The Enigma machine itself was mechanical, and looked much like a typewriter. Every time a key was pressed, the electronic signal would pass through a series of rotatable scrambling wheels, through a plugboard, and then back out in a different direction. Because each wheel could be turned to alter the signal's path, a huge variety of different keys was possible, and the wheels could simply be rotated every time a new key was needed. The wheels were arranged to rotate every time a key was pressed, making Enigma secure against letter-frequency attacks; the starting positions of the wheels were also changed, often several times a day.
In theory, Enigma was supposed to be secure against any type of brute-force attack, as there were far too many cipher possibilities to try them all one-by-one. Later versions of Enigma, such as the four-rotor models used by German U-boats, increased the number of combinations even further. Even so, captured code documents and human error often gave the cryptographers the upper hand, and the Polish military was decoding secret German communications as early as 1932. Their work eventually made it over to Britain and America, and the codebreaking continued with a great deal of success throughout the war, despite the attempts of the Germans to make the machine more and more complex.
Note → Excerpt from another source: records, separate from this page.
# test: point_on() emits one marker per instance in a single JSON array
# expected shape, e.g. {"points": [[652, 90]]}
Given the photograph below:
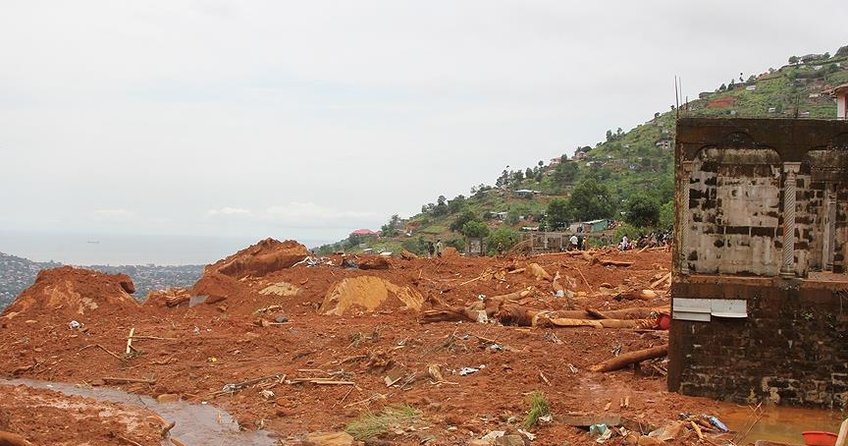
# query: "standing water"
{"points": [[777, 423], [196, 424]]}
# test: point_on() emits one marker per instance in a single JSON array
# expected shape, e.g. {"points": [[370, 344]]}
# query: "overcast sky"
{"points": [[309, 119]]}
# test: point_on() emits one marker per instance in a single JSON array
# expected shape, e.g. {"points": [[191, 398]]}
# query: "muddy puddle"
{"points": [[781, 424], [196, 424]]}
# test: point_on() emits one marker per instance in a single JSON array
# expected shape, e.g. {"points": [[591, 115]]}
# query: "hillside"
{"points": [[18, 273], [628, 175]]}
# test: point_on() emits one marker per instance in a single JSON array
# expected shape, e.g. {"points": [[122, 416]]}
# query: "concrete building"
{"points": [[760, 291], [841, 94]]}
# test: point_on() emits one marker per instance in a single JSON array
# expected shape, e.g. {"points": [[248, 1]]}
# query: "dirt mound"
{"points": [[73, 292], [368, 293], [283, 289], [264, 257], [224, 279]]}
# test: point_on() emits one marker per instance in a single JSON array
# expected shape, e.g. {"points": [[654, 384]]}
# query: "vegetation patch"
{"points": [[538, 408], [370, 425]]}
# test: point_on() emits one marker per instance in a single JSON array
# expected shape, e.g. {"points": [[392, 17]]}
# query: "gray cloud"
{"points": [[319, 117]]}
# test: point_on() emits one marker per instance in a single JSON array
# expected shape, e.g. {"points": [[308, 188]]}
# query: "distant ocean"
{"points": [[82, 249]]}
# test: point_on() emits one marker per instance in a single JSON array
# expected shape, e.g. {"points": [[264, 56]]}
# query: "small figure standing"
{"points": [[572, 243]]}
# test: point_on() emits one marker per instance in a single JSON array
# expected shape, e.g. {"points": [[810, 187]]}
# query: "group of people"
{"points": [[434, 249], [651, 240]]}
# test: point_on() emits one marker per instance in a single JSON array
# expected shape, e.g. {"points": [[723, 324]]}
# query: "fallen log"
{"points": [[619, 362], [115, 380], [542, 320], [634, 313], [607, 262], [450, 315], [662, 280]]}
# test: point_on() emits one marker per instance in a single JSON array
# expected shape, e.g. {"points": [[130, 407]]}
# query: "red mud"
{"points": [[203, 348]]}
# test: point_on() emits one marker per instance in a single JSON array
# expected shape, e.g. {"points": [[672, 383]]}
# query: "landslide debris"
{"points": [[72, 292], [368, 293], [222, 279], [257, 260]]}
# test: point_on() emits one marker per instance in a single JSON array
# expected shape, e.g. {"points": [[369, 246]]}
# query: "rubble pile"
{"points": [[74, 292], [299, 344]]}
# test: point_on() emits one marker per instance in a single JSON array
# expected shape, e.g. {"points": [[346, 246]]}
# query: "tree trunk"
{"points": [[626, 359]]}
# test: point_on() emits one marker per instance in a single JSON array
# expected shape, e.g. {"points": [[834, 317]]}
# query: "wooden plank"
{"points": [[842, 440]]}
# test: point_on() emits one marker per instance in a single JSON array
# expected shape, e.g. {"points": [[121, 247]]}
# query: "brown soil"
{"points": [[45, 417], [377, 339], [74, 293]]}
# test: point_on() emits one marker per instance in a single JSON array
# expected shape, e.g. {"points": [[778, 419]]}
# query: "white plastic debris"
{"points": [[468, 370]]}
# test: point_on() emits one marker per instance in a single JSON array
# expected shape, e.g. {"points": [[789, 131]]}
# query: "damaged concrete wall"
{"points": [[759, 293]]}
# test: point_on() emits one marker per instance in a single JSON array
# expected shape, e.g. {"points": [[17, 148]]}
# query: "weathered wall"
{"points": [[762, 222], [791, 349]]}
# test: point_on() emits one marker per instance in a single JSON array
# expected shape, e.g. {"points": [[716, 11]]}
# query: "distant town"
{"points": [[18, 273]]}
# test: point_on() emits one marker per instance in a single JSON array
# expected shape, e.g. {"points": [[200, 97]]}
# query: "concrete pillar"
{"points": [[829, 242], [790, 181], [685, 216]]}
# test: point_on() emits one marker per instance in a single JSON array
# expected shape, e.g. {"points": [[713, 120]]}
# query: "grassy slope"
{"points": [[633, 161]]}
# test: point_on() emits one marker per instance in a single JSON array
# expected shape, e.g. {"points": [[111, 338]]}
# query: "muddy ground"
{"points": [[321, 372]]}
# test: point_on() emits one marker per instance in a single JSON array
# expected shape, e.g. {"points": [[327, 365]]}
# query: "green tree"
{"points": [[475, 229], [502, 239], [441, 207], [512, 217], [565, 173], [559, 214], [457, 204], [590, 200], [391, 228], [461, 220], [667, 215], [642, 210]]}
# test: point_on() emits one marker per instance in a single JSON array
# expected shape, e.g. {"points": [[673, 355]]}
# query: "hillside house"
{"points": [[590, 226], [364, 233], [525, 193], [841, 95], [759, 289]]}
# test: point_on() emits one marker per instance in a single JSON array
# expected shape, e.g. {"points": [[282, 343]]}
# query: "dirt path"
{"points": [[202, 349]]}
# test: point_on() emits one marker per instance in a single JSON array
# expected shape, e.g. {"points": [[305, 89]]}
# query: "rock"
{"points": [[126, 283], [536, 270], [10, 439], [377, 262], [668, 432], [649, 441], [585, 419], [510, 440], [168, 398], [328, 439], [407, 255]]}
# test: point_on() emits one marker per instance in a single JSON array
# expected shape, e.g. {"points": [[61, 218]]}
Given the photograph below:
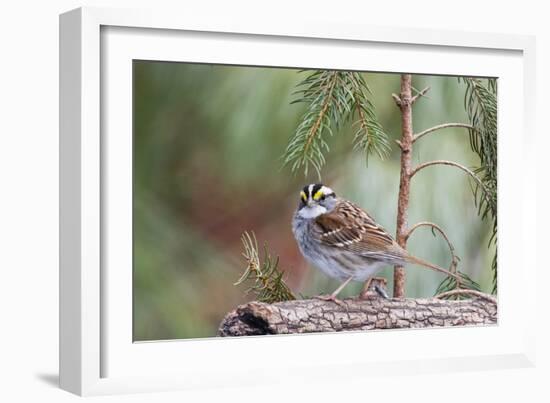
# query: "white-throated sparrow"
{"points": [[342, 240]]}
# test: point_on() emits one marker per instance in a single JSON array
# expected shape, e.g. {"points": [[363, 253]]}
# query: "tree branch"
{"points": [[441, 126], [467, 292], [313, 315], [419, 94]]}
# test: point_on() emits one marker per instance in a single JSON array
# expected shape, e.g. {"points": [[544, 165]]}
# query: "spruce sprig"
{"points": [[480, 102], [333, 97], [267, 280]]}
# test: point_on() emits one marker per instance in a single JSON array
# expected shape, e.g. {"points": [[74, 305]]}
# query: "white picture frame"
{"points": [[97, 355]]}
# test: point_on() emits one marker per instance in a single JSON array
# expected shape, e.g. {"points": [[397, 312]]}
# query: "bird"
{"points": [[343, 240]]}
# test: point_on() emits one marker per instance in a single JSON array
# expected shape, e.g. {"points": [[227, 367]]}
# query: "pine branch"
{"points": [[333, 97], [480, 102], [268, 284]]}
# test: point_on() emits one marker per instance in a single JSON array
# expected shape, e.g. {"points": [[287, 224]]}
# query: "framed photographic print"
{"points": [[233, 190]]}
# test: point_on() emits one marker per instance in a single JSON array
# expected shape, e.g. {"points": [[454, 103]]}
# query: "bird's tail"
{"points": [[415, 260]]}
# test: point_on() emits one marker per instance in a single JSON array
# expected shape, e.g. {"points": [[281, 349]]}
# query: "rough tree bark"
{"points": [[367, 312], [313, 315]]}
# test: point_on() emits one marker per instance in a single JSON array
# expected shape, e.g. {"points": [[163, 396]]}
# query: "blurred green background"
{"points": [[208, 141]]}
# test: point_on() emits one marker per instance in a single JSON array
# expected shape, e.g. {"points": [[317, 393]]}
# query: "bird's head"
{"points": [[316, 199]]}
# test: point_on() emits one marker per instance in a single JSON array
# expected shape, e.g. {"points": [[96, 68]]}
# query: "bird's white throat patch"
{"points": [[312, 212]]}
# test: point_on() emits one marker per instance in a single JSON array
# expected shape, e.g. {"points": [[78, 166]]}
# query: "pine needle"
{"points": [[333, 98], [480, 102], [267, 280]]}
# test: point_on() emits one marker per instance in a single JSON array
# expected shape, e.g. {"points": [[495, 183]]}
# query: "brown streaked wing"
{"points": [[350, 228]]}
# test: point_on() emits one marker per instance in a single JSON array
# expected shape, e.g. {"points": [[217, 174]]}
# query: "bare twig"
{"points": [[450, 163], [442, 126], [420, 94], [467, 292], [454, 258]]}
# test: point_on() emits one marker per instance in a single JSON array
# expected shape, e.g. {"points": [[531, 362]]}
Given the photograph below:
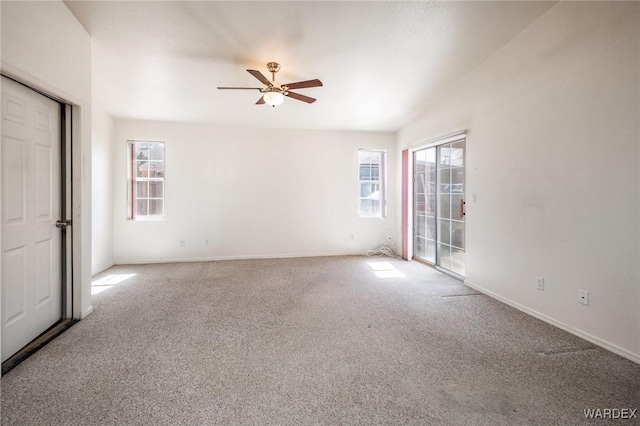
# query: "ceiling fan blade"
{"points": [[257, 74], [239, 88], [303, 84], [300, 97]]}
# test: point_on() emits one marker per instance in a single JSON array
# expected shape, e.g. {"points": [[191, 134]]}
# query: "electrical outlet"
{"points": [[583, 297]]}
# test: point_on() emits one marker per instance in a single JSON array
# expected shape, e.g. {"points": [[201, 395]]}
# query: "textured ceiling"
{"points": [[381, 63]]}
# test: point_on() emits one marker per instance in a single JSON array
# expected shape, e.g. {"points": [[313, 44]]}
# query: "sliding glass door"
{"points": [[439, 206]]}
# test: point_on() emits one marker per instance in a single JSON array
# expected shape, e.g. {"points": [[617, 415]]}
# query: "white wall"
{"points": [[44, 46], [251, 193], [102, 135], [553, 158]]}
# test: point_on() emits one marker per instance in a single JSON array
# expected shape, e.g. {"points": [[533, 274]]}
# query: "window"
{"points": [[146, 180], [372, 177]]}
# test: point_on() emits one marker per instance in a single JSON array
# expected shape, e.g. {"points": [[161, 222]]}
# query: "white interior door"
{"points": [[31, 204]]}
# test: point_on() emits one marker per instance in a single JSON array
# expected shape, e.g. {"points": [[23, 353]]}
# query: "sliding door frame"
{"points": [[409, 206]]}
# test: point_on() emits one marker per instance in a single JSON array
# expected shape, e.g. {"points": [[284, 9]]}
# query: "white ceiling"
{"points": [[381, 63]]}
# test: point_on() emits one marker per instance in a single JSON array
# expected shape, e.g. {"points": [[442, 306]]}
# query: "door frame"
{"points": [[407, 197], [71, 186]]}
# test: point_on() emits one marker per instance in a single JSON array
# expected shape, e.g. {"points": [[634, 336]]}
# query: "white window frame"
{"points": [[133, 179], [382, 184]]}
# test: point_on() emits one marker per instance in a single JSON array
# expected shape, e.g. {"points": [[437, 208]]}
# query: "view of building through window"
{"points": [[146, 189], [372, 183]]}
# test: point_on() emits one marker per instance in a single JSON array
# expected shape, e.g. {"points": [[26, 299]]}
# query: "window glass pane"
{"points": [[156, 151], [419, 183], [457, 154], [444, 206], [365, 172], [141, 207], [420, 204], [371, 175], [156, 169], [456, 211], [444, 180], [431, 251], [444, 156], [155, 207], [141, 151], [365, 206], [141, 190], [420, 247], [147, 159], [155, 189], [420, 225], [457, 180], [431, 205], [431, 228], [444, 231], [142, 168]]}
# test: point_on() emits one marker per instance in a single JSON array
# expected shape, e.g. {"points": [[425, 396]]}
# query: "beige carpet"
{"points": [[310, 341]]}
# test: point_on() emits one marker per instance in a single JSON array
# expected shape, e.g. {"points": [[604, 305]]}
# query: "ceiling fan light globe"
{"points": [[273, 98]]}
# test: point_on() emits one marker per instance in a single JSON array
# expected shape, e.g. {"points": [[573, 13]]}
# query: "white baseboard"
{"points": [[582, 334], [246, 257], [101, 269], [87, 312]]}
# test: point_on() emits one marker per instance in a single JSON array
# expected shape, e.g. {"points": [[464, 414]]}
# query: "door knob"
{"points": [[63, 224]]}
Successfully breaking the Enigma code required finding regularities, or known factors, to reduce the huge number of possible ciphers. Several simple texts, such as “Heil Hitler,” frequently appeared in German messages; this gave important clues to cryptanalysts, who could search through an encrypted message and see where such a phrase might appear. The Germans also transmitted simple, easy-to-analyze six-letter headers at the beginnings of messages, such as “EINEIN”, to give the location of the cipher wheels for the rest of the message. When the space of possible code keys still became too large, several primitive computers were constructed, to count through the thousands of possibilities automatically; this became some of the first work done into general purpose computing.